The Clean Air Act has proved to be a powerful tool for reducing dangerous air pollution and protecting public health. And it has done this while driving innovation and without hampering economic growth. From 1985 to 2003, the size of our economy nearly doubled and energy use increased by 30%. At the same time, we managed to reduce the emissions of six major pollutants regulated by the EPA by 60%. The idea that the EPA is a job killer is simply false.
Today, the Clean Air Act is being put to work once again, this time against climate change, the most daunting environmental challenge that we face. In order to meet this challenge, the EPA created the Clean Power Plan, which will significantly reduce emissions from the power sector, which is responsible for almost 40% of the carbon pollution in the U.S.—the single largest source.

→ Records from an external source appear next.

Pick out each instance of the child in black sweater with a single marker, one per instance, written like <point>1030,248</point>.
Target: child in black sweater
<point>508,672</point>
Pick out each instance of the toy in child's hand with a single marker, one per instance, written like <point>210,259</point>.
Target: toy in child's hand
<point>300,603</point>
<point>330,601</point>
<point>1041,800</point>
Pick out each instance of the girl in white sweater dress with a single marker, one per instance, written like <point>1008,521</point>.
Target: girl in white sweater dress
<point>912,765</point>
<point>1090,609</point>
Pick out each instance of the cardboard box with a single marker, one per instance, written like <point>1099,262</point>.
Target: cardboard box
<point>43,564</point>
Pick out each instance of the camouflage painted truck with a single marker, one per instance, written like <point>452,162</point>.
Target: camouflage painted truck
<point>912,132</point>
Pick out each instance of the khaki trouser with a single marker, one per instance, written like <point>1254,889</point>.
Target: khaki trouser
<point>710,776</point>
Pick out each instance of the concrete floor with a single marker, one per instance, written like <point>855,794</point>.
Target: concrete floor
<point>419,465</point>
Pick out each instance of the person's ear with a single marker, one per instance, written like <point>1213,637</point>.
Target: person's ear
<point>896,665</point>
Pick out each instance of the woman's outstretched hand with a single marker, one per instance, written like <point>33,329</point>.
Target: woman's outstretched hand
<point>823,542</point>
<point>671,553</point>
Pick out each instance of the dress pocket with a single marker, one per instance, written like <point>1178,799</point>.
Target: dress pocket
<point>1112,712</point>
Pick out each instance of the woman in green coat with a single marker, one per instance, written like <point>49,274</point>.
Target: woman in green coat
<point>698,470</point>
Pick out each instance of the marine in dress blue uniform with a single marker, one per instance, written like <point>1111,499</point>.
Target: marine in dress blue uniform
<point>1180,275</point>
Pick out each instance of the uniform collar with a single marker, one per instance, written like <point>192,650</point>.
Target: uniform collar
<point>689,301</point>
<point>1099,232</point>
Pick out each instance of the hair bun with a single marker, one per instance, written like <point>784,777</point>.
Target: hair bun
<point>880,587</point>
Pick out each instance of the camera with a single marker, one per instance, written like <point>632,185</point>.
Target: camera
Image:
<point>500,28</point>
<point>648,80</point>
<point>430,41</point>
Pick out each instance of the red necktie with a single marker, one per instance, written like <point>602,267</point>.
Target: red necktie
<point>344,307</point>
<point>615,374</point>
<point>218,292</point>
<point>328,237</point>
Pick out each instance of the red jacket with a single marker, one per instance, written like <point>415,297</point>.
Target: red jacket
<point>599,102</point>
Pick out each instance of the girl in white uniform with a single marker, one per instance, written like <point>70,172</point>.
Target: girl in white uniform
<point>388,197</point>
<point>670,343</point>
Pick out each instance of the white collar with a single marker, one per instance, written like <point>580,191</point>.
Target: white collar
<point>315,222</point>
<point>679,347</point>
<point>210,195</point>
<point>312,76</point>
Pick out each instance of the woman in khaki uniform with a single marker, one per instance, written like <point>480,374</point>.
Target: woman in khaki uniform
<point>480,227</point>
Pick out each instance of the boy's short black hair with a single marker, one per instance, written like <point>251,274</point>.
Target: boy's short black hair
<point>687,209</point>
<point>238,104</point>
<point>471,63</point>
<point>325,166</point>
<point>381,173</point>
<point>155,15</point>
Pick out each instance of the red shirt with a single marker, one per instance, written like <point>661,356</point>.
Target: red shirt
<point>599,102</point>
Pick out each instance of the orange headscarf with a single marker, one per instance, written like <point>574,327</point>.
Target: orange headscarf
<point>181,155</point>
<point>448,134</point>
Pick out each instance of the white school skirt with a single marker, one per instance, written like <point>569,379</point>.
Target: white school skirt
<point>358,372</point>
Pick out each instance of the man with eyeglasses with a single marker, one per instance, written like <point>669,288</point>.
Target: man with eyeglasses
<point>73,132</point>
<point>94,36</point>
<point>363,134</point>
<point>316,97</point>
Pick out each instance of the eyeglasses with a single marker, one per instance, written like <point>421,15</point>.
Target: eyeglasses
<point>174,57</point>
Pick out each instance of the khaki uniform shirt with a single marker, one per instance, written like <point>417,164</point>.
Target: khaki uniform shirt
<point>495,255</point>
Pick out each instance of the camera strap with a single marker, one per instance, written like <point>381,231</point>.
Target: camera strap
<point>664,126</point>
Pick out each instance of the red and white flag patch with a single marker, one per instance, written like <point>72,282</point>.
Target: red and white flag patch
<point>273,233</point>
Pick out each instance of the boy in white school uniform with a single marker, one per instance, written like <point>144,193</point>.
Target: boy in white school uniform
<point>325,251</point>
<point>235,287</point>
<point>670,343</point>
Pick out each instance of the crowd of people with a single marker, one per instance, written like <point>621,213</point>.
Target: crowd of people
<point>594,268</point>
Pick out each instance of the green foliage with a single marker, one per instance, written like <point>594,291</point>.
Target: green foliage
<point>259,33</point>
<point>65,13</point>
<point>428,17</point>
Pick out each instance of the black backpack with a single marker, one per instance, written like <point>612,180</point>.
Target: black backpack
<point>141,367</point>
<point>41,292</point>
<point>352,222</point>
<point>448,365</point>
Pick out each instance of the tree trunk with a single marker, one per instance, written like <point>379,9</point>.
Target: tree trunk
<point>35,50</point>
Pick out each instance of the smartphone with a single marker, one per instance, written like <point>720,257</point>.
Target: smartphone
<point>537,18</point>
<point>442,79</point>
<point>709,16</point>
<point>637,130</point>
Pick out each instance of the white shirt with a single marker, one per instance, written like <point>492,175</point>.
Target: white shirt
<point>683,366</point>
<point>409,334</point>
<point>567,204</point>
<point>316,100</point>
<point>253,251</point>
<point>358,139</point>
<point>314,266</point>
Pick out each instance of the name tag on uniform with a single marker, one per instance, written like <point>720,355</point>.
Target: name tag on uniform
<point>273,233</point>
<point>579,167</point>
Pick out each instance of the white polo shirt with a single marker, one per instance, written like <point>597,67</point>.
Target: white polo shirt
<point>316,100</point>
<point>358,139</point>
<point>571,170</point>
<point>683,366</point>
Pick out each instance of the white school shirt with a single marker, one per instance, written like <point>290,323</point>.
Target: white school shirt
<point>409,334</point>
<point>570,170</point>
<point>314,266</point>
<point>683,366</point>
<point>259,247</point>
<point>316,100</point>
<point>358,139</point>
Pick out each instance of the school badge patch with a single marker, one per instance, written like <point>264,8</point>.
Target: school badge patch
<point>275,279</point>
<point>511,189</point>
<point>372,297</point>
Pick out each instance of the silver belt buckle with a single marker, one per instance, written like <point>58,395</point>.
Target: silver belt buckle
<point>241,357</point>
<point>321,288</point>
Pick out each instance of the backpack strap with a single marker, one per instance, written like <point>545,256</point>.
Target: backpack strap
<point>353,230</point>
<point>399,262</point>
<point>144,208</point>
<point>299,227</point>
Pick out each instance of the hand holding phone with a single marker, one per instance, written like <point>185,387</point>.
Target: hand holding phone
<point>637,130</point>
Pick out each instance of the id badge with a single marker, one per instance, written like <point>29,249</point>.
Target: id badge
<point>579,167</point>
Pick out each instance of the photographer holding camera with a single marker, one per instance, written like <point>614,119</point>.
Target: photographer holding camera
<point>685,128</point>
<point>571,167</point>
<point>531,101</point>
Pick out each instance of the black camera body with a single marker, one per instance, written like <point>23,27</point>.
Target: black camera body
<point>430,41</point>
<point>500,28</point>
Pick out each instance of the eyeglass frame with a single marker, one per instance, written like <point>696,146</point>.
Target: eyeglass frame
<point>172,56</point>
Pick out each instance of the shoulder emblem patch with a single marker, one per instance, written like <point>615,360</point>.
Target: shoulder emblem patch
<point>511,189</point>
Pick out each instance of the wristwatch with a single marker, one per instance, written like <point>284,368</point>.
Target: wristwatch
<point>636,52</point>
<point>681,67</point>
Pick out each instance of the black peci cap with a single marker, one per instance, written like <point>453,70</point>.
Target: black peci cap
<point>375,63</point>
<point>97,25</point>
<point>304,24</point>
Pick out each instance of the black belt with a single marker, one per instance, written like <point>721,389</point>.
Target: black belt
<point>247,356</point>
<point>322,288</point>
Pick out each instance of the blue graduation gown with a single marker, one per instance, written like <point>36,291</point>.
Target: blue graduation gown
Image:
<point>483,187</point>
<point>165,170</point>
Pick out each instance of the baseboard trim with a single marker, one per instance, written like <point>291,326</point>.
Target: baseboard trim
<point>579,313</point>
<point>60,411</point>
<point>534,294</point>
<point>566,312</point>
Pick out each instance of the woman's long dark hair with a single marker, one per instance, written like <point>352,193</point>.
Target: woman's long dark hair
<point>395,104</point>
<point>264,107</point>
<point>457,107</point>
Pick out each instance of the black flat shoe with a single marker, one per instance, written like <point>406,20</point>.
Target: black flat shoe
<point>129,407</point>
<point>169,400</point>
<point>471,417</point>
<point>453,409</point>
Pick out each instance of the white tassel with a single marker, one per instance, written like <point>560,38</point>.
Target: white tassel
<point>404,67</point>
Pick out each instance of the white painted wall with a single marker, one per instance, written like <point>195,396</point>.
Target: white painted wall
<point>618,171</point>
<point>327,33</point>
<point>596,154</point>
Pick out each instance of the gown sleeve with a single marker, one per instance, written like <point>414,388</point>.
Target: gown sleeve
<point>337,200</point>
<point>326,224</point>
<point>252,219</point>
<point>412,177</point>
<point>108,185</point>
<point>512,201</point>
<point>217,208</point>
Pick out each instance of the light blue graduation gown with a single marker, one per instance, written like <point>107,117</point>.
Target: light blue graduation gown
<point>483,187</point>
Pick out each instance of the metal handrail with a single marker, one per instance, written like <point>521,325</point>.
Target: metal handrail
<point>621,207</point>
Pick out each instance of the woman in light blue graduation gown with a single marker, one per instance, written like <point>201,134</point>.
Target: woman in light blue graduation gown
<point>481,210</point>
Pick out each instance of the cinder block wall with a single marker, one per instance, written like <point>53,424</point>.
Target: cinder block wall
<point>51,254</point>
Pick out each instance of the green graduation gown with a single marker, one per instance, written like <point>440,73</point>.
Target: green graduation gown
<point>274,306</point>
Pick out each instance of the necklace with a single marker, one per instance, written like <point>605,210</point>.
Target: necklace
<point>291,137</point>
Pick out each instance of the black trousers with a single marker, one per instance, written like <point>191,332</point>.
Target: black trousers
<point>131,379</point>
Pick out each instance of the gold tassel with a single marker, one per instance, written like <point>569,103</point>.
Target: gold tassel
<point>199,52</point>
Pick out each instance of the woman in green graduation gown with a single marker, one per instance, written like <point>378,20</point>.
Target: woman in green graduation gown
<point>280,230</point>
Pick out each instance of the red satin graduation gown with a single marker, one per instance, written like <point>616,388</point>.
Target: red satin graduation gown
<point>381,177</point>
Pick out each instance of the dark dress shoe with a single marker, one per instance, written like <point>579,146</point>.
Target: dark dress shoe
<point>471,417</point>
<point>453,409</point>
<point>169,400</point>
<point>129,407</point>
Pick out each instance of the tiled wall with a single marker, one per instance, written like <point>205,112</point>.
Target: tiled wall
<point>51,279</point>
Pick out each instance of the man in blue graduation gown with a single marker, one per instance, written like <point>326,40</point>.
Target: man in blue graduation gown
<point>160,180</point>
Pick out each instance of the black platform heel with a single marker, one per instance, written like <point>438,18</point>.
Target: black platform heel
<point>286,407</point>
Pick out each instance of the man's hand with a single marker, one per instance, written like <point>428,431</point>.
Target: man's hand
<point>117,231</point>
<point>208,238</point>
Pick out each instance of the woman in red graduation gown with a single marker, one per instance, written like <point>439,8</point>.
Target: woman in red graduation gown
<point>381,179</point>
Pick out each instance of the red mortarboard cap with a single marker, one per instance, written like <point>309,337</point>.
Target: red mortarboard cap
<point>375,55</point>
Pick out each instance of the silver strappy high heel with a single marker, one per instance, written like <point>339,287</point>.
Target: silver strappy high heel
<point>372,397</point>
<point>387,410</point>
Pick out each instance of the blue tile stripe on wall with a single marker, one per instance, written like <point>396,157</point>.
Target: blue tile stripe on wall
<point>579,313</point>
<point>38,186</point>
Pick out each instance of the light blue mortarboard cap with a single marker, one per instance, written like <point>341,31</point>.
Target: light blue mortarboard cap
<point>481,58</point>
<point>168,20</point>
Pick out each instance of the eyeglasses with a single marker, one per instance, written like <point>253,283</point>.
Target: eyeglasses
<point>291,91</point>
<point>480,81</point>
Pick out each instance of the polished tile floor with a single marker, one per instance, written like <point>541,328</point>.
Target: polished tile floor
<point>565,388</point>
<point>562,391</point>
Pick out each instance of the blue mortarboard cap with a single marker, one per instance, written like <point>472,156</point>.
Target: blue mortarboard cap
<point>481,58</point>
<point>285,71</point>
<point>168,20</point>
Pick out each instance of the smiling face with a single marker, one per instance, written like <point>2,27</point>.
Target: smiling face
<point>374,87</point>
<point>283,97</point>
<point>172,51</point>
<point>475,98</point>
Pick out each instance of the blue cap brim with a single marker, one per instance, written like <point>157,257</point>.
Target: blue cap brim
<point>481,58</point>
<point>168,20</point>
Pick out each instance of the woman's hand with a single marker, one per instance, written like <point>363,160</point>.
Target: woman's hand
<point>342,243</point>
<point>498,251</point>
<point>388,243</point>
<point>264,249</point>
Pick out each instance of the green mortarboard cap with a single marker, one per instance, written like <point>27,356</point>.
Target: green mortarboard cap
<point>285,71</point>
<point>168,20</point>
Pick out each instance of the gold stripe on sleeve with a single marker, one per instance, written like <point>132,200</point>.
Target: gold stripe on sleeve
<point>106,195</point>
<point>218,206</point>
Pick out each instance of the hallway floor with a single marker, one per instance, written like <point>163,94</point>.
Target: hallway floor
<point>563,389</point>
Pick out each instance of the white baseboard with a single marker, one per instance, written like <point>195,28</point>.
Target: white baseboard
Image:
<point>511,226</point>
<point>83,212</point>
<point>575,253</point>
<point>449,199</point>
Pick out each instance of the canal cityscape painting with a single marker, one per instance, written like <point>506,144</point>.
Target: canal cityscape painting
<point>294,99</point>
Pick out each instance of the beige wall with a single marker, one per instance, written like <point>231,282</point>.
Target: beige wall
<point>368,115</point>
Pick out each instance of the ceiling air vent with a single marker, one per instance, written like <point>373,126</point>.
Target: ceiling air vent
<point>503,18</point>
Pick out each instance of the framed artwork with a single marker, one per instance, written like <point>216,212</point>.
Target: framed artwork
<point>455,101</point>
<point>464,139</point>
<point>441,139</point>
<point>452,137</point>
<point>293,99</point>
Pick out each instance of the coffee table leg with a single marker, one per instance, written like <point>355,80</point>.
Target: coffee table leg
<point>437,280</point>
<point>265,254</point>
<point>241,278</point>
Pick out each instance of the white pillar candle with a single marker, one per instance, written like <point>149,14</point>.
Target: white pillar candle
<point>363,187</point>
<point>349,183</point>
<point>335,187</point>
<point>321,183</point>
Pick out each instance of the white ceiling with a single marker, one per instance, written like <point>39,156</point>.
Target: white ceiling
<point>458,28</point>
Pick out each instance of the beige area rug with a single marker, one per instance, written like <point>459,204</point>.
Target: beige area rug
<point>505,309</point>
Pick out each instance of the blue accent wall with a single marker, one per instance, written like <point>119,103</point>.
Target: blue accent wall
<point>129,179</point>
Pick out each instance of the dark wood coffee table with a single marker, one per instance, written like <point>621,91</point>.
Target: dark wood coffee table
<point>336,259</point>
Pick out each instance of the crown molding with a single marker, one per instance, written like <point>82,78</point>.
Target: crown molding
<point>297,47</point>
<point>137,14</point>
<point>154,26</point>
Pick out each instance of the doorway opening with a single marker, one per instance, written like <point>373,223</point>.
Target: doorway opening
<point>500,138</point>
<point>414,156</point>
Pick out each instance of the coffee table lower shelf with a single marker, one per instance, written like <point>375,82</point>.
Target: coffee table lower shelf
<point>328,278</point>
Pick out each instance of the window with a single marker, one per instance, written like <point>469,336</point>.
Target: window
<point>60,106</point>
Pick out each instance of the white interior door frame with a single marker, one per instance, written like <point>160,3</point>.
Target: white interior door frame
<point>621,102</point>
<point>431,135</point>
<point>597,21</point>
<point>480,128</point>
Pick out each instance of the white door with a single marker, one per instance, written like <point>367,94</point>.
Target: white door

As is too often the case today when it comes to action to combat climate change, the Clean Power Plan is the subject of heated debate and controversy. More than two dozen states along with energy companies have gone to court to block the plan, facing off against the Obama administration and a large coalition of other states, environmental groups, organizations including the American Lung Association, national security experts, corporate leaders, and, notably, a group of utilities favoring the plan. As the D.C. Circuit Court of Appeals, the powerful appeals court just a few blocks from the Supreme Court, prepares to hear arguments in this case, it’s important to cut through the noise in order to understand the facts.
First, the EPA’s authority to move forward with regulating carbon pollution under the Clean Air Act is not a matter of debate. EPA has this authority, and it is in fact obligated to move forward. The law says so and the Supreme Court has said so, twice. As I have said before, the matter, I believe, should be put to rest. While it would have been better for Congress to have acted, the EPA was well within its jurisdiction.
It’s also important to understand that the Clean Power Plan is not a rigid, one-size-fits-all regulation that ignores local conditions or concerns. It offers states extraordinary flexibility in how they comply with their obligations—as much flexibility as I have ever seen EPA allow. I believe EPA has gone as far as it possibly could have under the law in providing states with fair and flexible options for reducing carbon pollution.
Finally, the Clean Power Plan was not proposed in a vacuum. Huge, market-driven shifts in the power sector toward cleaner sources of generation were underway well before EPA even proposed the Clean Power Plan. The Clean Power Plan will accelerate this shift, but the shift is being driven by the market. In fact, many states, including some of those who have taken EPA to court, are well on their way to meeting their obligations under the plan. Arkansas, for example, already emitted less carbon pollution from power plants last year than the Clean Power Plan calls for it to have in 2030.
This endless debate and endless litigation are not only bad for the climate; they’re also bad for business. Instead of illuminating a clear path forward, these attacks on the Clean Power Plan are just creating more uncertainty, the enemy of business. That’s why it’s not surprising that some utilities and dozens of major American corporations are calling for the court to uphold the plan. They know that action to reduce carbon pollution is both necessary and inevitable, and they want to adapt their plans to this carbon-constrained future.
With so much at stake, it’s time that we move forward. On Tuesday, I hope the D.C. Circuit will be able see the clear facts in this case: the Clean Power Plan is legal, it’s flexible, it’s in line with where the market is already going, and it will allow EPA to tackle our biggest environmental challenge using the same smart, effective and economically responsible approach that it has successfully employed for decades.